Sexuality during pregnancy

There are no medical reasons to not have sex during a normal, healthy pregnancy. Still, you and your partner may have shifts in your desire for sex. Her changing body and the stresses of pregnancy make it important to talk to each other about your needs.

During the first trimester of pregnancy, she's likely to feel nauseated and exhausted. Her breasts may be quite tender. She may not look like she's pregnant, but these are the months she may feel the worst. If you have been trying hard to get pregnant, one or both of you may want a short break from sex.

Many women report feeling their highest sexual desire during the middle three months of pregnancy. These months are often the most comfortable time for women.

Your partner's physical changes, however, are becoming more obvious now. You may not feel as attracted to her. You may worry about hurting your baby or feel like you are in bed with a third person.

If you two have had a previous pregnancy with preterm labor, miscarriage or other complications, you may feel especially sensitive and protective.

As the last trimester of pregnancy progresses, sex can be challenging simply because of the size of your growing baby. Finding positions that are comfortable can be an adventure.

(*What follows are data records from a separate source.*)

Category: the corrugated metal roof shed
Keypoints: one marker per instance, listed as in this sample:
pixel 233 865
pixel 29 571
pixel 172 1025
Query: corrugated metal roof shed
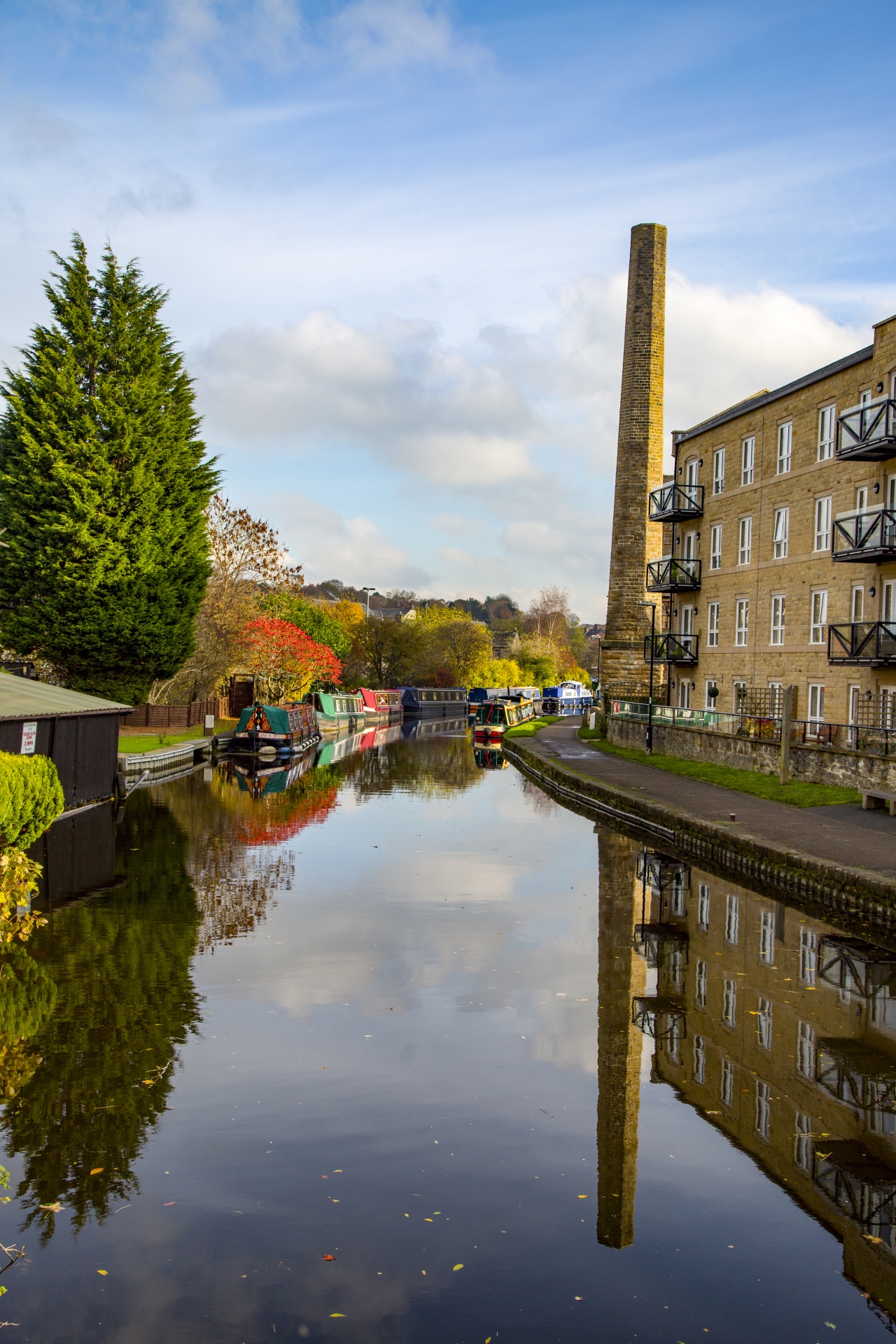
pixel 22 698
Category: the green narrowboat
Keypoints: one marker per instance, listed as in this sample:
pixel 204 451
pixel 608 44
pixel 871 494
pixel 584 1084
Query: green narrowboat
pixel 276 727
pixel 337 711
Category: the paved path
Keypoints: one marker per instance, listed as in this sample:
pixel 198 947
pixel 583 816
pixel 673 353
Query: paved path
pixel 825 834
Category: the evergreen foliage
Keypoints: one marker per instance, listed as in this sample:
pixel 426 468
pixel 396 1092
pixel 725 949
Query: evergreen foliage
pixel 102 487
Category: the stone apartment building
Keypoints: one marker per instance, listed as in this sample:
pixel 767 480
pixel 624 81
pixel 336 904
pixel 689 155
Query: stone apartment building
pixel 780 546
pixel 776 1026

Your partner may feel unattractive and large. She may worry that an orgasm might bring on labor. If she is not sleeping well, she may have little energy for sex. Look for other ways to pleasure each other.

What you should know

  • The sound and motion of intercourse can make your baby move around and kick. This doesn't mean your baby is in distress.
  • Your partner's cervix is tender and can bleed easily in late pregnancy. Sex or a vaginal exam may cause light spotting. If the spotting lasts longer than half a day or is bright red, your partner should call her health care provider for advice.
  • Foreplay, intercourse and orgasm can cause uterine contractions. In a normal pregnancy, this is not harmful. However, women at risk for preterm labor are advised to avoid them.

Even if you have sex less often, both of you still need closeness and touching. Think of other ways to express your affection. Help each other relax with a massage, or a hand or foot rub. Snuggle, hug, kiss. Share what you find most appealing about each other.